ISBN 978-85-7577-748-0
AMOR
A palavra obsessivo-compulsiva.
A palavra insone.
A palavra tiquetaqueando
nas têmporas,
nos pulsos.
A palavra injetando-se
nos vasos dos olhos.
A palavra dervixe
dançando em torno
de si mesma.
E os poemas rodopiando,
rodopiando,
arrastados pela força
do sorvedouro.
CARUNCHO
Algo se desfazia
entre mim e você
feito a madeira da ponte
que apodrece.
De mim para você,
de você para mim,
a desconfiança se infiltrava
na palavra
feito caruncho no lenho.
Perigoso querer atravessar
a ponte agora.
MACEDO, Mauricio de. Sussurro. Rio de Janeiro: 7Letras, 2012. 148 p.
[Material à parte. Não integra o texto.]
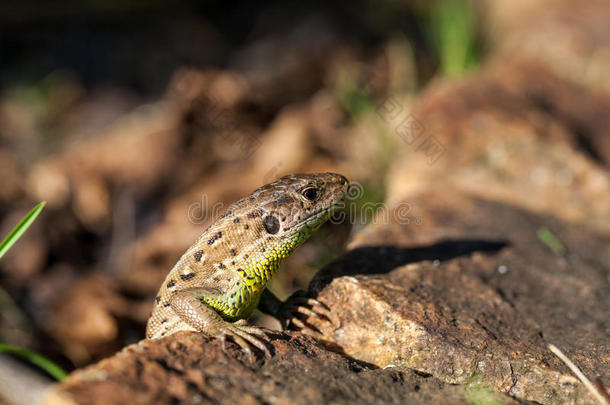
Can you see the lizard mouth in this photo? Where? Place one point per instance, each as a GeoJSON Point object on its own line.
{"type": "Point", "coordinates": [320, 213]}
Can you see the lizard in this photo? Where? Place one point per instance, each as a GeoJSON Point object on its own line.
{"type": "Point", "coordinates": [221, 279]}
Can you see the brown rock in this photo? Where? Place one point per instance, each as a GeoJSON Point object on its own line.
{"type": "Point", "coordinates": [189, 368]}
{"type": "Point", "coordinates": [463, 288]}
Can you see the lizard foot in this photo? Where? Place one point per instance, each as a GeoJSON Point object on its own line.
{"type": "Point", "coordinates": [245, 336]}
{"type": "Point", "coordinates": [298, 308]}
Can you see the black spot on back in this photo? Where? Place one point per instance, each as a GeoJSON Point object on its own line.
{"type": "Point", "coordinates": [216, 236]}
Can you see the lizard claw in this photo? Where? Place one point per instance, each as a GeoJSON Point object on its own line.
{"type": "Point", "coordinates": [298, 308]}
{"type": "Point", "coordinates": [243, 335]}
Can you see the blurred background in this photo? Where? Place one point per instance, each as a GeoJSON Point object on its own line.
{"type": "Point", "coordinates": [133, 120]}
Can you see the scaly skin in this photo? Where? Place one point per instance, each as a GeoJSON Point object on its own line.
{"type": "Point", "coordinates": [221, 279]}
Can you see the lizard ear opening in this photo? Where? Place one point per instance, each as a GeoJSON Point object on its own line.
{"type": "Point", "coordinates": [272, 224]}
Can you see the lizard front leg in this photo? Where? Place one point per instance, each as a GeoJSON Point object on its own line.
{"type": "Point", "coordinates": [290, 312]}
{"type": "Point", "coordinates": [189, 305]}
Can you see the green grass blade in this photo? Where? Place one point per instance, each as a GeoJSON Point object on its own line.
{"type": "Point", "coordinates": [21, 227]}
{"type": "Point", "coordinates": [47, 365]}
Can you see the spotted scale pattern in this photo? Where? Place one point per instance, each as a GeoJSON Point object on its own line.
{"type": "Point", "coordinates": [237, 255]}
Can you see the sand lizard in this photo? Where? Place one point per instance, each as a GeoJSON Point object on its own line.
{"type": "Point", "coordinates": [220, 280]}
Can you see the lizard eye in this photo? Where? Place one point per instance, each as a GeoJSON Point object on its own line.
{"type": "Point", "coordinates": [271, 223]}
{"type": "Point", "coordinates": [310, 193]}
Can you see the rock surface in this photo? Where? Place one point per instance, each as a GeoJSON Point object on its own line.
{"type": "Point", "coordinates": [189, 368]}
{"type": "Point", "coordinates": [472, 290]}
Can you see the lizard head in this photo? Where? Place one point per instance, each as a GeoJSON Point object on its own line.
{"type": "Point", "coordinates": [296, 205]}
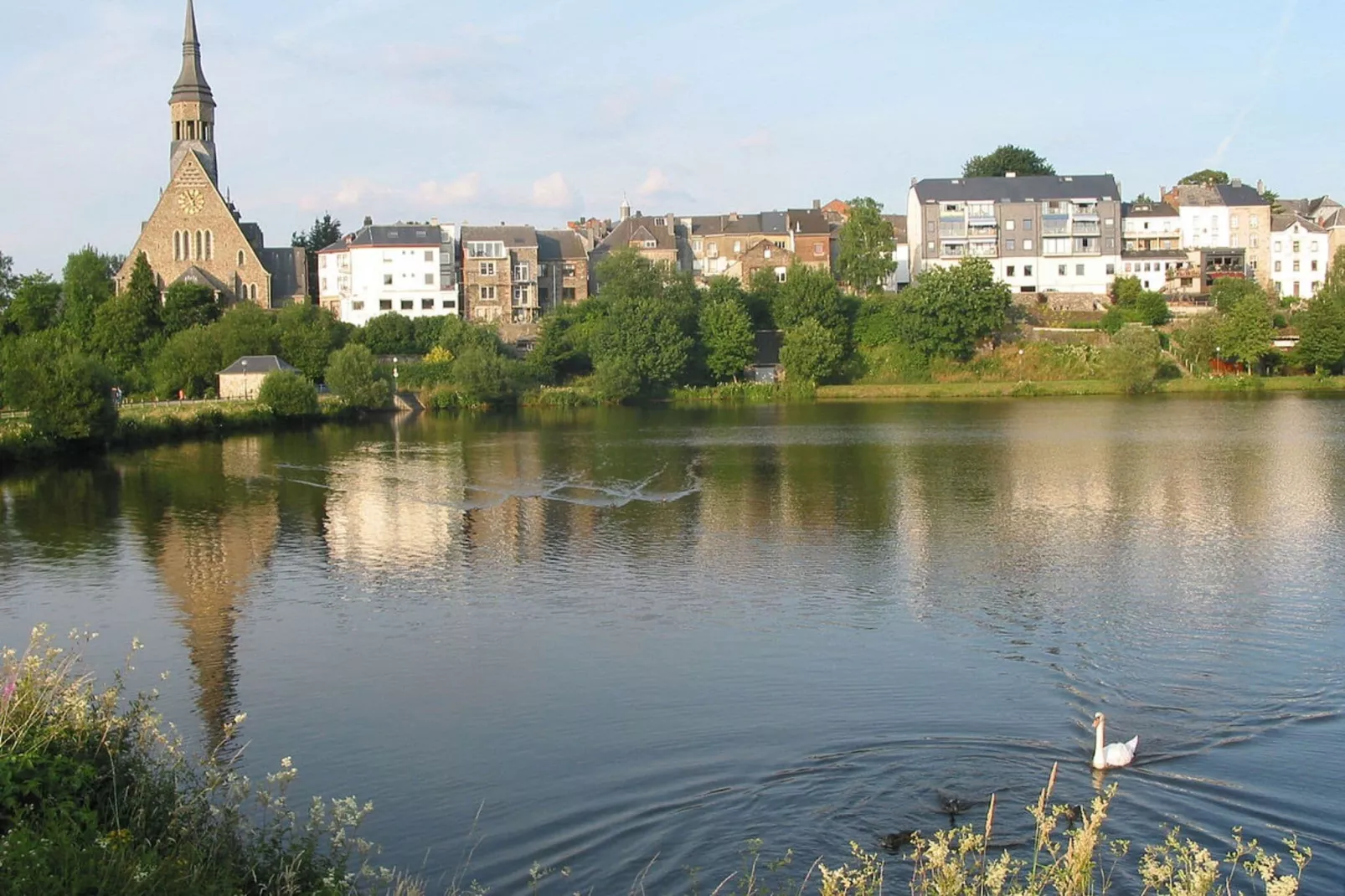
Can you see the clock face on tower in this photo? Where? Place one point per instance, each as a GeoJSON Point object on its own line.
{"type": "Point", "coordinates": [191, 201]}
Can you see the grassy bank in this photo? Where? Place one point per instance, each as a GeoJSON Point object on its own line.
{"type": "Point", "coordinates": [97, 796]}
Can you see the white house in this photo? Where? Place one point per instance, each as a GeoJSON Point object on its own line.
{"type": "Point", "coordinates": [1051, 233]}
{"type": "Point", "coordinates": [1298, 256]}
{"type": "Point", "coordinates": [405, 268]}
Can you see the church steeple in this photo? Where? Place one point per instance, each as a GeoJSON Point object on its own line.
{"type": "Point", "coordinates": [193, 106]}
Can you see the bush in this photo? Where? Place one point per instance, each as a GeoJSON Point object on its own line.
{"type": "Point", "coordinates": [353, 374]}
{"type": "Point", "coordinates": [288, 394]}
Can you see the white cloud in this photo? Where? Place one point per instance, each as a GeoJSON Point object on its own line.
{"type": "Point", "coordinates": [552, 191]}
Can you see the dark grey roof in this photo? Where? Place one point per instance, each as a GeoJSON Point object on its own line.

14x21 cm ISBN 978-85-421-0016-7 Capa dura
Do que falta
Nenhuma busca
de tempo perdido.
Nada do que foi
quando as horas pingavam
em círculos
e carregava pedras
como Sísifo.
Na lembrança,
a poesia do que falta.
E do silêncio
em que a memória o encara,
vez por outra de uma sombra
releva a palavra
que recolhe e lavra.
Língua
Sentou-se à mesa,
o livro e um dicionário.
Não esqueceria.
Como um desbravador
- a pé, descalço,
com um macheie na mão,
abrindo caminho mata adentro
no Eldorado -,
conquistaria.
O sonho sobrepunha-se
à memória
feito um mapa.
Rede
A vida inteira debatendo-se
naquela teia de palavras
- animalzinho aprisionado
na rede do caçador.
A vida inteira debatendo-se,
enredando-se cada vez mais,
enredando-se cada vez mais
- braços, pernas, tronco...
a malha apertando-lhe o pescoço.
Ah, as palavras
que u'a mãe pronuncia...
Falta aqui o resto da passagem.